This AI Can Summarize Research Papers, And Present Them In A Few Sentences

Robot scholar”

Academic papers, scholarly papers, position papers, thesis and scientific papers, can all contain terms and languages that are complex.

Understanding these papers isn’t something people can learn to do overnight. It takes practice, and also time. It can take anywhere between an hour for reading short papers, to six hours for longer ones.

While there are indeed people who are good at reading and understanding long-written papers, most people don't have such ability and/or patience.

For those people, an AI has been developed by the researchers at the Allen Institute for Artificial Intelligence.

The team has developed an AI model that can summarize text from the papers, and present it in a few sentences in the form of TLDR (Too Long Didn’t Read).

This way, users who would want a quick summary of a research document, can easily extract the main points of the research, in mere seconds.

Initially. the team has rolled this model out to the Allen Institute’s Semantic Scholar search engine for papers, and only on papers that are related to computer science on search results or the author’s page.

On its web page, Semantic Scholar wrote that:

"The new TLDR feature in Semantic Scholar puts automatically generated single-sentence paper summaries right on the search results page, allowing you to quickly locate the right papers and spend your time reading what matters to you."

"TLDRs (Too Long; Didn't Read) are super-short summaries of the main objective and results of a scientific paper generated using expert background knowledge and the latest GPT-3 style NLP techniques. This new feature is available in beta for nearly 10 million papers and counting in the computer science domain in Semantic Scholar."

The AI summarizes the paper users want to read, by taking the most important parts from a paper which include the abstract, introduction, and conclusion section, and then summary them.

To make this happen, the researchers first “pre-trained” the model on the English language.

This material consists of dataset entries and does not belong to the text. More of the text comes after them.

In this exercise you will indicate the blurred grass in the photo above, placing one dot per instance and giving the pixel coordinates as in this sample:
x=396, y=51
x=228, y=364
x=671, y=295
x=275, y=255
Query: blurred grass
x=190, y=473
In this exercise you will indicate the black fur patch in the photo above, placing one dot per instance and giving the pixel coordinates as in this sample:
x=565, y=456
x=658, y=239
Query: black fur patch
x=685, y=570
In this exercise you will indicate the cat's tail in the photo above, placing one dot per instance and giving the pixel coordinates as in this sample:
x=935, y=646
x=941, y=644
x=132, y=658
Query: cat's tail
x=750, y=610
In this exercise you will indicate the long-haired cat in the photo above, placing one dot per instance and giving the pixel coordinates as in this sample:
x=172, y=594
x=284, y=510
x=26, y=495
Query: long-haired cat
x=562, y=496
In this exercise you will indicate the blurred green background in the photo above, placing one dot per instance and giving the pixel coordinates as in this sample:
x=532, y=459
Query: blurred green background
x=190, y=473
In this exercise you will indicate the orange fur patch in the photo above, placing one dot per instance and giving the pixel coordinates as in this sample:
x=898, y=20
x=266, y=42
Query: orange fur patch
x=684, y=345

Then, they created a SciTLDR data set that consists of more than 5,400 summaries of computer science papers. After that, the model was further trained on more than 20,000 titles of research papers to reduce dependency on domain knowledge while writing a synopsis.

An example TLDR of a scientific paper. A TLDR is typically composed of the most important information found in certain sections of a paper. (Credit: Allen Institute for AI)
"Staying up to date with scientific literature is an important part of any researchers’ workflow, and parsing a long list of papers from various sources by reading paper abstracts is time-consuming."

"TLDRs help users make quick informed decisions about which papers are relevant, and where to invest the time in further reading. TLDRs also provide ready-made paper summaries for explaining the work in various contexts, such as sharing a paper on social media."

The result of this, the AI is capable of summarizing papers that are as long as 5,000 words, into just 21 words in average.

According to the researchers' paper, this is a compression ratio of 238.

Following the success of this AI on English-written computer science-related papers, the researchers plan to expand the model to papers in other fields.